Microbial organisms cultured from the urine, kidneys and blood of patients with EPN include the common urinary pathogens, E. coli, K. pneumoniae and P. mirabilis. In the present study, other organisms cultured consist of P. aeruginosa and Enterococcus species. Infection by anaerobic organisms (for example Bacteroides fragilis and Clostridium septicum) has also been reported [18, 19]. It is common wisdom that appropriate empirical antibiotic treatment (i.e., matching the in vitro susceptibilities of the isolated pathogens) reduces mortality. In EPN patient, we also found that inadequate empirical antibiotic use was significantly associated with mortality. The choice of empirical antibiotic regimen should be appropriate for targeting Gram negative bacteria. Third-generation cephalosporins, for example ceftazidime, is recommended as the initial antibiotic regimen because of high susceptibility and anti-pseudomonal activity. In patients with severe sepsis and septic shock, vancomycin plus imipenem or ceftazidime as the empirical choice is suggested. However, fluoroquinolone should be avoided because of lower susceptibility rate among common gram-negative bacteria in Taiwan [20]. Approximately 70% of the E. coli isolates and 50% K. pneumoniae isolates were susceptible to fluoroquinolones.

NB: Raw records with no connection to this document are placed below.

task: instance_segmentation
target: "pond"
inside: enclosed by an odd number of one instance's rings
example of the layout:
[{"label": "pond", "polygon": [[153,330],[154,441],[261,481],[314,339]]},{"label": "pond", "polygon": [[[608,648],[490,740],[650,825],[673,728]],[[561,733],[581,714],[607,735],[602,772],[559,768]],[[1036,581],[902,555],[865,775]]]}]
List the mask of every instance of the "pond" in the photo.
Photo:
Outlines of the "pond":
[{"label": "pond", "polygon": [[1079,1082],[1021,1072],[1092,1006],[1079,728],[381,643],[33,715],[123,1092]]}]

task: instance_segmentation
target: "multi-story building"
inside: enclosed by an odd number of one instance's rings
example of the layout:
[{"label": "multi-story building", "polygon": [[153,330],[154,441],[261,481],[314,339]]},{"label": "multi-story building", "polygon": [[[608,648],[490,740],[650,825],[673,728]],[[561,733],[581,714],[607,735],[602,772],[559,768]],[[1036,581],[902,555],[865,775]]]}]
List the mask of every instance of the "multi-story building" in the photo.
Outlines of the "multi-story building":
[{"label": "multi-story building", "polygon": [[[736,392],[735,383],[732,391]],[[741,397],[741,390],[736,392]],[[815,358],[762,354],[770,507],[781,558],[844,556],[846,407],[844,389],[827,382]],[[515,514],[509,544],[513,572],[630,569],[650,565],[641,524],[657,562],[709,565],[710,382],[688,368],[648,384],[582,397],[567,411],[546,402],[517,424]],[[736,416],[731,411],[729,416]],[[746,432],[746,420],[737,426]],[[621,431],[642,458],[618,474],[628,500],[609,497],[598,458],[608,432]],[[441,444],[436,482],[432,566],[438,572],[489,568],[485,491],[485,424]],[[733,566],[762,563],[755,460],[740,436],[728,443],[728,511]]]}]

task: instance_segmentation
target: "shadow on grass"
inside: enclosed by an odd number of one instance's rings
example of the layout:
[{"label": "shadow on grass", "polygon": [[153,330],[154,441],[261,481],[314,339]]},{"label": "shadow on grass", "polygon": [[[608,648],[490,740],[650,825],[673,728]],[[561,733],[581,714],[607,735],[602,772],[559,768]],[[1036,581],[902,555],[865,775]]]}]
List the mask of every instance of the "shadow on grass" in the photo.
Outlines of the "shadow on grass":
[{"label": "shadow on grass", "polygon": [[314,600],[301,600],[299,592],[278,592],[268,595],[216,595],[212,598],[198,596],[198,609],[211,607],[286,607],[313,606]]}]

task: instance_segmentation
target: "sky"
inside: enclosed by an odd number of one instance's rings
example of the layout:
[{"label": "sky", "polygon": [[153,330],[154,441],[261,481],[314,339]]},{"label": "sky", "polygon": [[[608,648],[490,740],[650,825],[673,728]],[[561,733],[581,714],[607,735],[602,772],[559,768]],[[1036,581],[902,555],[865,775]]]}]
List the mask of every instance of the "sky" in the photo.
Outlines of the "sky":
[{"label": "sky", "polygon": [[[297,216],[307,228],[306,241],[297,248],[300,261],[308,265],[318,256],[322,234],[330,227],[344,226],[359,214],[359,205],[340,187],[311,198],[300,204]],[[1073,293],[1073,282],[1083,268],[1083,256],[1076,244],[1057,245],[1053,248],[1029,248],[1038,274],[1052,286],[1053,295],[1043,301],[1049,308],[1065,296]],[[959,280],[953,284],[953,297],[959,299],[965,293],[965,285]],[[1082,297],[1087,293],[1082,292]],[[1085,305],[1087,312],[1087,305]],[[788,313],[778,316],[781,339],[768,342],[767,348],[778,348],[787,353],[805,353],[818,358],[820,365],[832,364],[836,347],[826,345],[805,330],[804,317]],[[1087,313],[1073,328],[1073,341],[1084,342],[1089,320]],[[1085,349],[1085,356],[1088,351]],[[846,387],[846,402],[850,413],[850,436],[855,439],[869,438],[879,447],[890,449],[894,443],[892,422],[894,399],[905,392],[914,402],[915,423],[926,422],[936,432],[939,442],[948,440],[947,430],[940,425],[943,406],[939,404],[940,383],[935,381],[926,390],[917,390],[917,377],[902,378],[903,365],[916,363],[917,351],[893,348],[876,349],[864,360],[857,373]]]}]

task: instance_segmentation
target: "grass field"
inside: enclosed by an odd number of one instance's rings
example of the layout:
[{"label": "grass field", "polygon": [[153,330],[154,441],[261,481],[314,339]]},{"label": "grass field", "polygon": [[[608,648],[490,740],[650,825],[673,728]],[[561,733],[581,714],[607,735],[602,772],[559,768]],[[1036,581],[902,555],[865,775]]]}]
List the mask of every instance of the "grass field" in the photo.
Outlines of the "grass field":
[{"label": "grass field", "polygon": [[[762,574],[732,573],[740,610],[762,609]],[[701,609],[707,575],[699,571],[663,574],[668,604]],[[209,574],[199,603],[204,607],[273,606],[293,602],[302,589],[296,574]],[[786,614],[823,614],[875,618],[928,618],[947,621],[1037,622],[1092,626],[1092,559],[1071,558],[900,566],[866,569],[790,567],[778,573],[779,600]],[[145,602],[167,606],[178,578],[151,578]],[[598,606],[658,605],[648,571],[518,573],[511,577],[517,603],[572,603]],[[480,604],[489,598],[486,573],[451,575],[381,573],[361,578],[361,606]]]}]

This study has limitations inherent to all retrospective, single institution studies. The small number of patients may account for the lack of significance of some of the factors analyzed. Second, we mostly used data acquired at the initial presentation to identify the risk factors for mortality. Factors that varied over the time of treatment may also have influenced outcomes. A larger prospective cohort study is required to support our findings.